The Scorpio Races is currently ON SALE ON AMAZON. Click picture.

I received an ARC copy of The Scorpio Races a couple weeks ago. I am ever so glad I got my hands on this book.

Some race to win. Others race to survive.

It happens at the start of every November: the Scorpio Races. Riders attempt to keep hold of their water horses long enough to make it to the finish line.

Some riders live.

Others die.

Sean Kendrick is the returning champion. He loves the sky and the island and his horse. Horses and racing are his job. Sean races to win.

Puck Connolly is different. She joins the races as a desperate move to keep her older brother on the island a little bit longer. Puck races to survive.

The premise grabbed me, and the story didn’t let go. This is a tale of courage and carnivorous water horses. The island of Thisby is a salty place like the sea. Here, and only here, do the bloodthirsty Capall Uisce come to shore. They’re the menace of the island, claiming lives both from sheep and loved ones, but if you capture one and train it you have a mount of liquid lightening. The November sea stirs a Capall Uisce’s blood more than any other month. In November they are the most dangerous, the fastest. So in November the Scorpio Races are held.

Sean and Puck live separate lives. Sean is quiet and serious. If he has any doubts he keeps them to himself. His one love and fear is Corr, his water horse – except Corr is owned by the island’s breeding tycoon and Sean’s employer.

Puck is a stubborn orphan managing with her two brothers, the older of whom is tired of the island. She joins the races in a wild attempt to keep him around long enough to change his mind. She is the first girl to join, and will use her regular island pony instead of the much more capable Capall Uisce, partly for principal – the Capall Uisce killed her parents, – and partly because money leaves her no other choice.

Do I need to explain how these two characters’ interaction is marvelous?

Sean and Puck meet each other with mutual admiration and wariness and forge and unlikely friendship. The stakes rise, and they both find the things they hold dearest depending on the race, but only one of them can win.
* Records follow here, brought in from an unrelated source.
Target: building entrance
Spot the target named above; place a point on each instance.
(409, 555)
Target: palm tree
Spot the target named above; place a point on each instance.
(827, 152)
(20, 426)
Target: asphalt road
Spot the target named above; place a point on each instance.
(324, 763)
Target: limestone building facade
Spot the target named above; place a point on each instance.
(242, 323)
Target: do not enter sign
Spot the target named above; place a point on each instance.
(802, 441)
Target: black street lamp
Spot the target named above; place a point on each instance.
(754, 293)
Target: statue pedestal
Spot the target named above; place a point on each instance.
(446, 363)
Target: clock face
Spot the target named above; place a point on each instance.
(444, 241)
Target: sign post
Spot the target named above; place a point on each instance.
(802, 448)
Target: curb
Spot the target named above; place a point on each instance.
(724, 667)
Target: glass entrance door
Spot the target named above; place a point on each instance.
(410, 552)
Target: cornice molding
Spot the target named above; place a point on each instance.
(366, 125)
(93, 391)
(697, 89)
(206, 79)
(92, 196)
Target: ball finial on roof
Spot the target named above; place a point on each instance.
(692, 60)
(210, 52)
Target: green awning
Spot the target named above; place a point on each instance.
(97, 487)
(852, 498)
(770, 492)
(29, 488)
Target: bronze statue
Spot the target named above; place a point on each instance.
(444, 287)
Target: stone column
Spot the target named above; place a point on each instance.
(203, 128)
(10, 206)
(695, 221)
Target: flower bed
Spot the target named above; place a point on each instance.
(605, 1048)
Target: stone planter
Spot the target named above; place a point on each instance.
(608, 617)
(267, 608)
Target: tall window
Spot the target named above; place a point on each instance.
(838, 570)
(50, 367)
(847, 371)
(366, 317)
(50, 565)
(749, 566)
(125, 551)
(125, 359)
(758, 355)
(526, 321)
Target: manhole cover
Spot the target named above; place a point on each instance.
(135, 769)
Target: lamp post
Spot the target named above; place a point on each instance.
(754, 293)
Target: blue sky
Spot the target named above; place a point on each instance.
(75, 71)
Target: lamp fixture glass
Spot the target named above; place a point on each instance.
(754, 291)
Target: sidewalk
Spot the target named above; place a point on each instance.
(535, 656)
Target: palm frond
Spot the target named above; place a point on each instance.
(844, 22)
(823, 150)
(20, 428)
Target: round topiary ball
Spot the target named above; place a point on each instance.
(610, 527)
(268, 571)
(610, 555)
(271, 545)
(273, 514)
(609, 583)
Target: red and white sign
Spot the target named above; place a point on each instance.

Right up until the last few pages I was unsure of how Maggie Stiefvater could take her story to a satisfying conclusion, but she did.

The Scorpio Races is the only book I’ve read that I could call “slow and gripping.” The pace is slow, with only a few tense actions scenes scattered about until the climax. Even they seemed slow. But the story and scenes are gripping, literally; I have a tendency to shift my weight around and grip the sides of the book when I am excited. Part of this are the skillful POV switches between Puch and Sean.

Maggie Stiefvater’s eye-opening description and phrases also pulled me into the pages. Her craft is flawless, and a beautiful model as well as an exciting read. The one thing that could have made The Scorpio Races more perfect would have been the use of past tense instead of present. I’m one of those people who finds present tense distracting. But in all, The Scorpio Races earned itself a place on my favorites shelf. I’m going to step out on a limb perhaps shakier than my twitter branch and say I see The Scorpio Races enduring time and becoming a classic.

Recommended for ages 15 and up for mild gore/violence and language. 5/5 Stars

It is the first day of November, and so, today, someone will die.